Metafora Orang Munafik
Ajaran Islam bagaikan Hujan Lebat yang Diiringi Halilintar dan Kilat |
Dr.
Rosidin, M.Pd.I
http://www.dialogilmu.com
Tafsir
Tarbawi Surat al-Baqarah [2]: 17-20
مَثَلُهُمْ
كَمَثَلِ الَّذِي اسْتَوْقَدَ نَارًا فَلَمَّا أَضَاءَتْ مَا حَوْلَهُ ذَهَبَ
اللَّهُ بِنُورِهِمْ وَتَرَكَهُمْ فِي ظُلُمَاتٍ لَا يُبْصِرُونَ (17) صُمٌّ
بُكْمٌ عُمْيٌ فَهُمْ لَا يَرْجِعُونَ (18) أَوْ كَصَيِّبٍ مِنَ السَّمَاءِ فِيهِ
ظُلُمَاتٌ وَرَعْدٌ وَبَرْقٌ يَجْعَلُونَ أَصَابِعَهُمْ فِي آَذَانِهِمْ مِنَ
الصَّوَاعِقِ حَذَرَ الْمَوْتِ وَاللَّهُ مُحِيطٌ بِالْكَافِرِينَ (19) يَكَادُ
الْبَرْقُ يَخْطَفُ أَبْصَارَهُمْ كُلَّمَا أَضَاءَ لَهُمْ مَشَوْا فِيهِ وَإِذَا
أَظْلَمَ عَلَيْهِمْ قَامُوا وَلَوْ شَاءَ اللَّهُ لَذَهَبَ بِسَمْعِهِمْ
وَأَبْصَارِهِمْ إِنَّ اللَّهَ عَلَى كُلِّ شَيْءٍ قَدِيرٌ (20)

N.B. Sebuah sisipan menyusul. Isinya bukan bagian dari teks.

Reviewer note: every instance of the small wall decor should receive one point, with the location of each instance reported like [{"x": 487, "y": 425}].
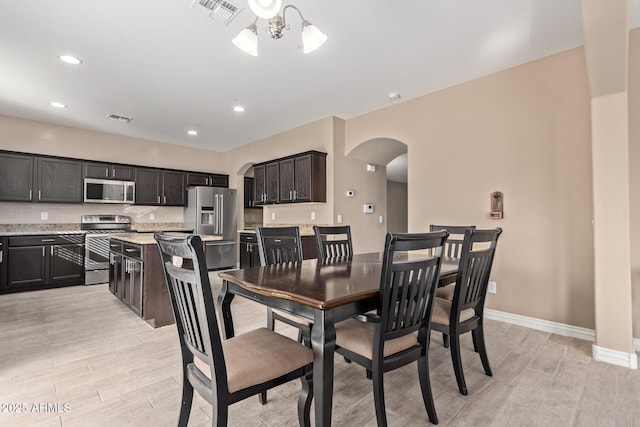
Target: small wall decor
[{"x": 496, "y": 205}]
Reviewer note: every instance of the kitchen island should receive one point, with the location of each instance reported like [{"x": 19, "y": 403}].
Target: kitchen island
[{"x": 136, "y": 278}]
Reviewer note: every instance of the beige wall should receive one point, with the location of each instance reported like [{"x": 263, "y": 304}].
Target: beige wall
[
  {"x": 525, "y": 132},
  {"x": 397, "y": 207},
  {"x": 634, "y": 173}
]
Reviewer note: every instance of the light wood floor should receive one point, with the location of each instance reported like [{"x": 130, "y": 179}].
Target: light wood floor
[{"x": 81, "y": 347}]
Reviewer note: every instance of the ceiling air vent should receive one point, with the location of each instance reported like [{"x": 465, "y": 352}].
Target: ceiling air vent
[
  {"x": 118, "y": 118},
  {"x": 218, "y": 9}
]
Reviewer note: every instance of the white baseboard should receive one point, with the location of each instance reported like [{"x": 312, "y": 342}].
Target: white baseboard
[
  {"x": 628, "y": 360},
  {"x": 615, "y": 357}
]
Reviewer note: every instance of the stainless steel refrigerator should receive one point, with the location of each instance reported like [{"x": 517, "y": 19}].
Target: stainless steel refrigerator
[{"x": 213, "y": 211}]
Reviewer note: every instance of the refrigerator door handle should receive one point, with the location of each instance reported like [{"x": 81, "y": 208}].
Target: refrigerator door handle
[{"x": 221, "y": 231}]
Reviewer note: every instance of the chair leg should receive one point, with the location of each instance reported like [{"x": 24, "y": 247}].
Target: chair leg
[
  {"x": 271, "y": 323},
  {"x": 457, "y": 363},
  {"x": 378, "y": 397},
  {"x": 445, "y": 340},
  {"x": 425, "y": 386},
  {"x": 481, "y": 348},
  {"x": 187, "y": 400},
  {"x": 305, "y": 399}
]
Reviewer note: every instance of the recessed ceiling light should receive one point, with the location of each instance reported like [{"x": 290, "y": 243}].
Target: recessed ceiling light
[{"x": 70, "y": 59}]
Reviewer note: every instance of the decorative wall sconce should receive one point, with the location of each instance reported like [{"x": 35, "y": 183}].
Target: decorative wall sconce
[{"x": 496, "y": 205}]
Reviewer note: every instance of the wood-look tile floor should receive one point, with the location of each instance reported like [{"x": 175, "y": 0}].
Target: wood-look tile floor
[{"x": 77, "y": 357}]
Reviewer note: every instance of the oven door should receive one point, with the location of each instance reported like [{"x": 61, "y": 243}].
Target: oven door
[{"x": 96, "y": 258}]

Perumpamaan mereka (kaum munafik) itu seperti orang
yang meminta dinyalakan api unggun. Ketika api itu menerangi sekelilingnya,
Allah (tiba-tiba) menghilangkan cahaya (yang menyinari) mereka, dan membiarkan
mereka dalam kegelapan, tidak dapat melihat. Mereka tuli, bisu dan buta, maka
mereka tidak akan kembali (ke jalan yang benar). Atau seperti (orang-orang yang
ditimpa) hujan lebat dari langit disertai gelap gulita, halilintar dan kilat;
mereka menyumbat telinganya dengan jari-jarinya, karena (mendengar suara)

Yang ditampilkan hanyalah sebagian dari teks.